Things to leave to inference, without further probing: e.g. intimations of ‘hot property’ in the possession of a Bridge tenant
Dealing with things that are complicated: e.g. The surprise and envy I read of the face of my subject when she saw another tenant’s more roomy disability suite as I reviewed the Building Bridge video with her. Such a response does not fit in with society’s notion of “gratitude” – that the poor should be ‘grateful’ when society has already ‘improved their lives’. But under capitalism, should not envy be a sign of “good health”? She now has a decent apartment but wants more – Is this a success story when judged by the values of capitalism?

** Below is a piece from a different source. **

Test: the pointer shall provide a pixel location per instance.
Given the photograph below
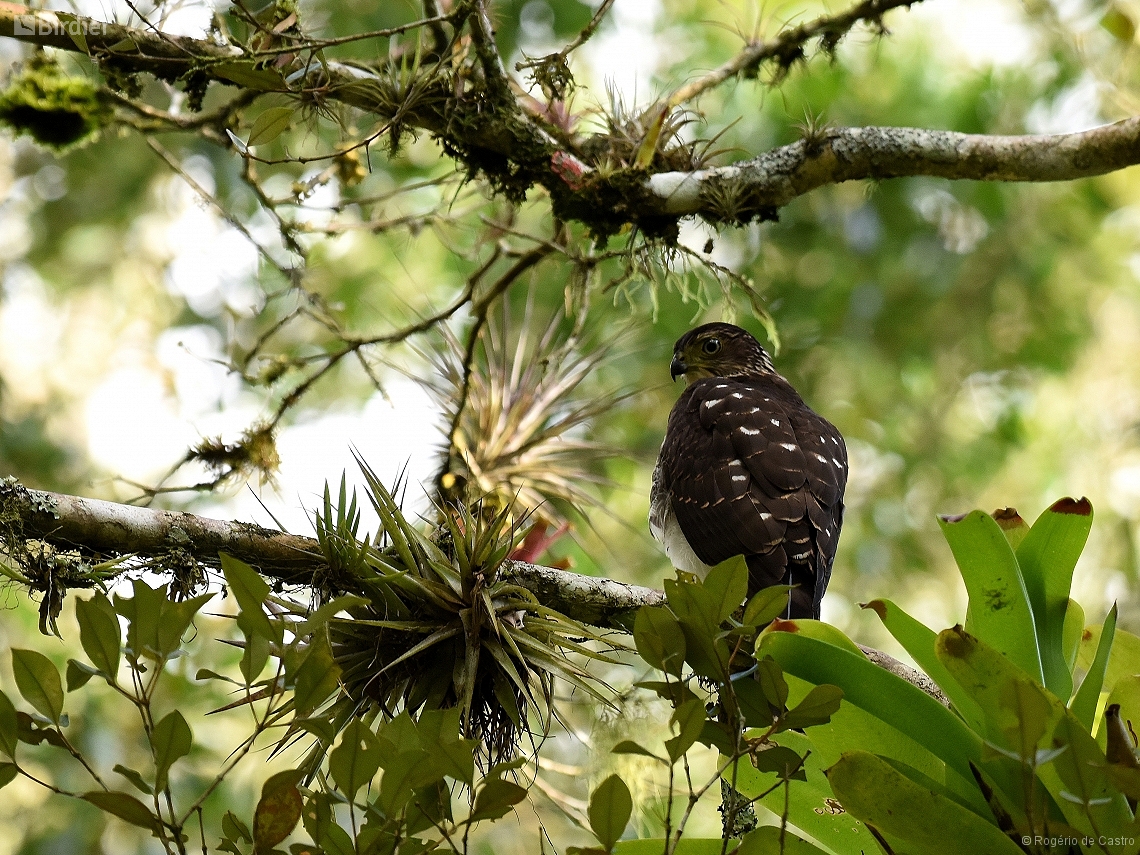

A balance has to be maintained: Truthfully represent while not compromising the interviewee; anticipate misperceptions.
2. Informed consent:
It is imperative that the filmmaker obtain the informed consent of the research subject and assure that the giving of consent is not influenced by need – e.g. by the small (perhaps only to the researcher) honourarium given for the subject’s participation. An interview done in these conditions could cause the interview subject to abandon caution and suffer later.
A long-term relationship can avoid this danger.
3. Showmanship:
I have encountered this reaction on the part of the interviewee when seeing herself in the video: “I’m a star!” she exclaims. I first discovered this reaction in response to my1984 ethnographic film, Not Crazy Like You Think. Does ‘stardom’ make the interviewee impervious to dangers of exposure? Each example of the response demands pondering.
4. Avoiding compassion fatigue:
the ‘they are just like us’ response from the audience
when information is a ‘consumable product’ – made uncomplicated
5. .Develop a long term relationship with one’s subjects; be accountable:
So you don’t “steal a little bit of their lives,” then move on.